De La Gardie who was in ill health had requested to be released from his post was expecting his brother-in-law, Per Sparre to arrive and take over command of the forces.
== Battle ==

De la Gardie deployed his troops for a set-piece defence, but the Gyldenløve began flanking the Swedes, attempting to cut off their escape route to the river Göta älv. De la Gardie had to order his cavalry to cover the Swedish infantry's retreat to the river, but when the superior Danish cavalry charged the Swedish cavalry, it ran away without firing a shot. De la Gardie himself was almost captured, and the battle devolved into a disorganized rout (a Danish source described the Swedes "scampering like hares among the rocks"). Only at Kuru Bro (Kuröd bro), 5 km east of Uddevalla, did the fleeing Swedes make a stand. The Dalecarlians held their positions, their pikes defending the bridge from the attacking cavalry until the Swedish force had crossed, after which the bridge was demolished.

== Aftermath ==
The Swedish army reached safety behind Göta Älv, but its losses amounted to 500 men and 9 cannons. The outcome of the battle was blamed on the poorly trained Swedish troops and the incompetence of de la Gardie as a military leader.

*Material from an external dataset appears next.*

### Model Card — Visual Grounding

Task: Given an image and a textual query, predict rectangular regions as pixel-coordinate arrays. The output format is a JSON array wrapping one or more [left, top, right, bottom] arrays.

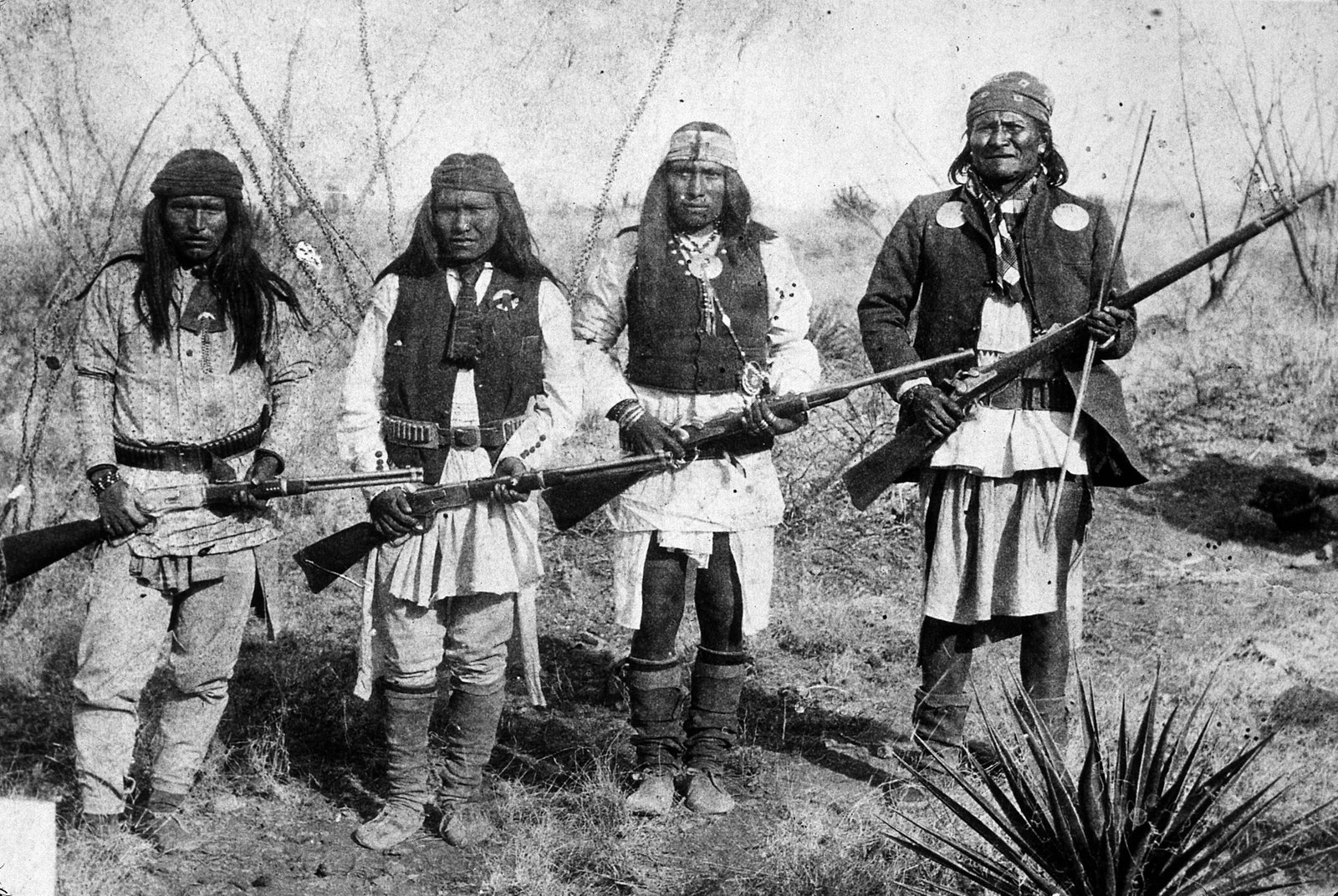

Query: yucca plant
[[888, 677, 1338, 896]]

After the battle, he requested and was relieved of his command, with sharp reprimands from Charles XI.

Gyldenlöwe occupied the town for a few months until September of that same year when he and some of his forces departed for Christiania. Uddevalla however remained occupied by the enemy artillery which surrounded the town.

In 20 July 1679, Gustaf Otto Stenbock arrived in Uddevalla after having liberated Göteborg and pursued the Danish enemy forces back to Uddevalla.

After some skirmishes with the enemy and attempts at to forge a truce with Gyldenlöwe they were reached by the news that Denmark and Sweden had reached a truce. This was concluded by the Peace of Lund (1679) after which Gyldenlöwe and the occupying army retreated from Uddevalla.